Papers including some fifty sheets of production and location notes and memos by Welles, with the odd sketch, relating to Chimes at Midnight, Don Quixote and The Dreamers.
Photographs of Welles on the set of Chimes at Midnight, together with the negatives.
Other stills (one of Welles and Tasca on the set of Cagliostro, another of them setting up a TV short in 1961).
A substantial series of approximately 80 letters and notes or memos by Orson Welles to Alessandro Tasca, the majority signed, about ten being autographed, the remainder typed, dating between 1964 and 1984.
Retained copies of letters by Tasca to Welles.
Some 25 telegrams from Welles to Tasca.
Correspondence relating to Welles's death (Tasca being the last person to have seen him alive).
Proposed budgets for the never made King Lear, The Big Brass Ring and The Dreamers.
A contract signed by Orson Welles with Central Casting.
Scripts for Orson Welles films or projects (some in duplicate), including Chimes at Midnight, The Other Side of the Wind, The Big Brass Ring, The Dreamers, The Cradle will Rock, King Lear, The Magic Show and Mercedes.
Orson Welles's library ticket for the Los Angeles Public Library, 1985.

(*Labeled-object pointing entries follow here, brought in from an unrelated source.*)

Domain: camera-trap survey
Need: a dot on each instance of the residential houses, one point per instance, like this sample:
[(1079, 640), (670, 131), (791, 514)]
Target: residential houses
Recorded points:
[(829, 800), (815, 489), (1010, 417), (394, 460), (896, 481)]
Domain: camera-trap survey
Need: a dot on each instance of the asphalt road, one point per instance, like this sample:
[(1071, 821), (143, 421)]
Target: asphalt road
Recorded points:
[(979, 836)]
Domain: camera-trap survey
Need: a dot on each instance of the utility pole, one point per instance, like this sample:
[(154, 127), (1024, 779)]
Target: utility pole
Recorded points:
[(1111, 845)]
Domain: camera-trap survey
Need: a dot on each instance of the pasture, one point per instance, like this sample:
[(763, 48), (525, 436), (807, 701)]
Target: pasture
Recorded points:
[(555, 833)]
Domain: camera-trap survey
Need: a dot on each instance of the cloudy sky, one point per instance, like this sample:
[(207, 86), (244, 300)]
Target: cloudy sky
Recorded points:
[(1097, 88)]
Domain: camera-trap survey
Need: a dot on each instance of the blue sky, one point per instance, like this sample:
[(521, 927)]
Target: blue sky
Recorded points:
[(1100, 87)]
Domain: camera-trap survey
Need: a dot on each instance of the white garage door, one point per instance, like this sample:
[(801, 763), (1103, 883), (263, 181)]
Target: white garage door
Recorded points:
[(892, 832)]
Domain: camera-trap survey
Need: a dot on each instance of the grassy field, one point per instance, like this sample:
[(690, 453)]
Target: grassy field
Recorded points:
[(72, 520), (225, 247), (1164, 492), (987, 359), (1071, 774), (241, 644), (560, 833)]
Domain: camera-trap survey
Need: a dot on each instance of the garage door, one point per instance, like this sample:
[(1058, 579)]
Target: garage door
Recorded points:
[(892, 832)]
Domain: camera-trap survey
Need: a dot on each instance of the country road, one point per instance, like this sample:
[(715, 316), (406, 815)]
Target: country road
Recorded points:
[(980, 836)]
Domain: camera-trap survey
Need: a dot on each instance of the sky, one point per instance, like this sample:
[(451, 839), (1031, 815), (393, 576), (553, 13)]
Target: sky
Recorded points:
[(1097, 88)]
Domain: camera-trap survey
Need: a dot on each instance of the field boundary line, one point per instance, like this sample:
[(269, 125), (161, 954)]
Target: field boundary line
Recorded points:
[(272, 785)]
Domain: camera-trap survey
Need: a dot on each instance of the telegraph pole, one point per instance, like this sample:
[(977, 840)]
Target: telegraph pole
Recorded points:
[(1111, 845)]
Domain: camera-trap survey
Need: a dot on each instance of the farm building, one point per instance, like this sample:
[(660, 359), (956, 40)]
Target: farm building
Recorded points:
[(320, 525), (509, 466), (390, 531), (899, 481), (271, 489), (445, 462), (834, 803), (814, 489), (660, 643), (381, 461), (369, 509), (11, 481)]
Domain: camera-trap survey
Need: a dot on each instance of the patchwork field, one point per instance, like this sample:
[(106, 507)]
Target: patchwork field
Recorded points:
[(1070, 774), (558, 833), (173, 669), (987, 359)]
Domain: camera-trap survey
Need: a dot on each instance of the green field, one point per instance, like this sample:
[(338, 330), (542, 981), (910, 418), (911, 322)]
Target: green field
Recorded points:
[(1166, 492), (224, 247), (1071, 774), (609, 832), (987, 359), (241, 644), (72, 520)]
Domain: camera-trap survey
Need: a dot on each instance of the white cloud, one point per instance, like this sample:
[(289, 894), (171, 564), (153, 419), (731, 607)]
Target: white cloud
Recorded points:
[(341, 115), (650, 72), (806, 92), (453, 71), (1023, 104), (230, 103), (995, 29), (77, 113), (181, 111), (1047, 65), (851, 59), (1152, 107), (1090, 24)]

The papers chart what were, as Tasca himself confessed in his interview with Cahier du Cinema in November 1985, their many tempestuous rows, not least when Tasca had the temerity to leave the set in order to attend his daughter's wedding. But after the Wellesian storms, comes the sunshine, as a (fairly typical) letter shows:
"I have put a severe strain on the most valued of all my friendships; behaving stupidly and brutishly and am most profoundly ashamed for having done so. It's an indisputable fact that you must be left alone to do your job your way, and that's the way it's going to be from now on, believe me"; having, in the same letter, launched into a discussion of the correct negotiating techniques to employ with agents, he ends: "But that, of course, doesn't change my boorish treatment of your good self, in whom I hold a regard higher than I could ever express and a personal affection which makes my behaviour all the more inexcusable".
Many of Welles's notes have been scrawled on the set, and give a tangible sense of being there with him; as in one hand-scrawled missive:
WHERE'S THE WIND?
Often they are trivial in the extreme, and all the more valuable for that:
Last night I asked Rose Marie to call you and say not to come this Morning...
I've just now found out that she forgot. Forgive me! / Could you arrange to get me some more Cigars?
In this interesting memorandum headed "Cinematographer: And The Crew" Welles discusses his preference for a lighting cameraman, who ended up being, not an Italian, but a French man, Edmond Richard, who had shot Welles' previous film The Trial:
With almost any other director it would be logical to use, for the European filming, a European cameraman: not a Yugoslav (they are good but slow) but an Italian. However, in my pictures I am, to a very considerable extent, my own cameraman. All basic decisions particularly as regards the lighting must be made by myself. This means that we require a good technician who is also a good leader of his crew, and above all, a fast worker. It goes without saying that he must be fully capable of lighting a scene entirely on his own, but it is essential that he understand and cheerfully agree to an arrangement whereby all the important initiatives in the photography come from me – in other words, he must accept a sort of partnership in which I am, in the crunch, the senior partner.